Reputation: 2973
Let say I have a tensor
[[0.3, 0.7],
[0.9, 0.1]]
How can I create a tensor with 1.0 at maximum positions along axis, so the result should be for axis=1
[[0., 1.],
[1., 0.]]
In my case first dimension is a batch size, so it's '?'
Upvotes: 0
Views: 212
Reputation: 222541
Both of the answers presented are inefficient in terms of memory/compute.

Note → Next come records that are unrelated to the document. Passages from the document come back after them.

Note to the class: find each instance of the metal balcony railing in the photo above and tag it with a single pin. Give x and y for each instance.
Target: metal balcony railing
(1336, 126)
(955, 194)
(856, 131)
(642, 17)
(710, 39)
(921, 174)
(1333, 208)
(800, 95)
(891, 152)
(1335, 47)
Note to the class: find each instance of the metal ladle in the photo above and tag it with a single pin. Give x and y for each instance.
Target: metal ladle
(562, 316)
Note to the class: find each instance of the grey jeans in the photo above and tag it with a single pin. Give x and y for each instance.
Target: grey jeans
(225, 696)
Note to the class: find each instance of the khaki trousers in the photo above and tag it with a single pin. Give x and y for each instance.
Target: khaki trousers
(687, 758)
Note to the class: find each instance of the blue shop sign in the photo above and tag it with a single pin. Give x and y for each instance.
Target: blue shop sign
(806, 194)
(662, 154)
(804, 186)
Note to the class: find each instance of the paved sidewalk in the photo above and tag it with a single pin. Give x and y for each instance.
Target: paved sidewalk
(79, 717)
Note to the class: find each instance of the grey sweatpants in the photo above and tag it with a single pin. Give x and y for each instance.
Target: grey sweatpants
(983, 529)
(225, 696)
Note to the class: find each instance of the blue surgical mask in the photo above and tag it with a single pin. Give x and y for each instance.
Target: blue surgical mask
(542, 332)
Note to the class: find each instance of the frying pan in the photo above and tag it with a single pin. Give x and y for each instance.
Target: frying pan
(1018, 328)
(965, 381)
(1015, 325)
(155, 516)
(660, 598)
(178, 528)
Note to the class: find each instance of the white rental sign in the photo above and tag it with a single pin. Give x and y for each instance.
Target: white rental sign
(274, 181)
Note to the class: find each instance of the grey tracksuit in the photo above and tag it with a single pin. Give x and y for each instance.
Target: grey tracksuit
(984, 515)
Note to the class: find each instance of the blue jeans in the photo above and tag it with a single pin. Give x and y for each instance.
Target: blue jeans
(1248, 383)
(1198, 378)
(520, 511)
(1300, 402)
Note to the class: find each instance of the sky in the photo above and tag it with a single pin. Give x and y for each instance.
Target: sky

You can calculate it in linear time (no-matmul) without allocating unnecessary memory in just one line:
tf.cast(tf.equal(a, tf.reshape(tf.reduce_max(a, axis=1), (-1, 1))), tf.int16)
The full example is here:
import tensorflow as tf
a = tf.constant([
[1, 9, 1, 6],
[6, 5, 0, 6],
[4, 0, 7, 6],
[1, 5, 9, 1]
])
b = tf.cast(tf.equal(a, tf.reshape(tf.reduce_max(a, axis=1), (-1, 1))), tf.int16)
with tf.Session() as sess:
print sess.run(b)
Which will give you
[[0 1 0 0]
[1 0 0 1]
[0 0 1 0]
[0 0 1 0]]
As you see it uses broadcasting in tf.equal
to reduce the number of memory.
Upvotes: 1
Reputation: 99
You can use tf.arg_max() to index the maximum value of the matrix, then use tf.sparse_to_dense() to derive a new matrix you want.
Here is an example.
import tensorflow as tf
a = tf.convert_to_tensor([[0.3, 0.7],
[0.9, 0.1]], dtype=tf.float32)
clo_idx = tf.arg_max(a, dimension=0)
row_idx = tf.range(a.get_shape()[0], dtype=tf.int64)
index = tf.concat([tf.reshape(row_idx, shape=[-1, 1]),
tf.reshape(clo_idx, shape=[-1, 1])], axis=1)
b = tf.sparse_to_dense(index,
output_shape=tf.shape(a, out_type=tf.int64),
sparse_values=1.,
default_value=0.)
with tf.Session() as sess:
print sess.run(b)
'b' is what you want. And you can get other forms of matrices by setting 'output_shape', 'sparse_values' and 'default_value'.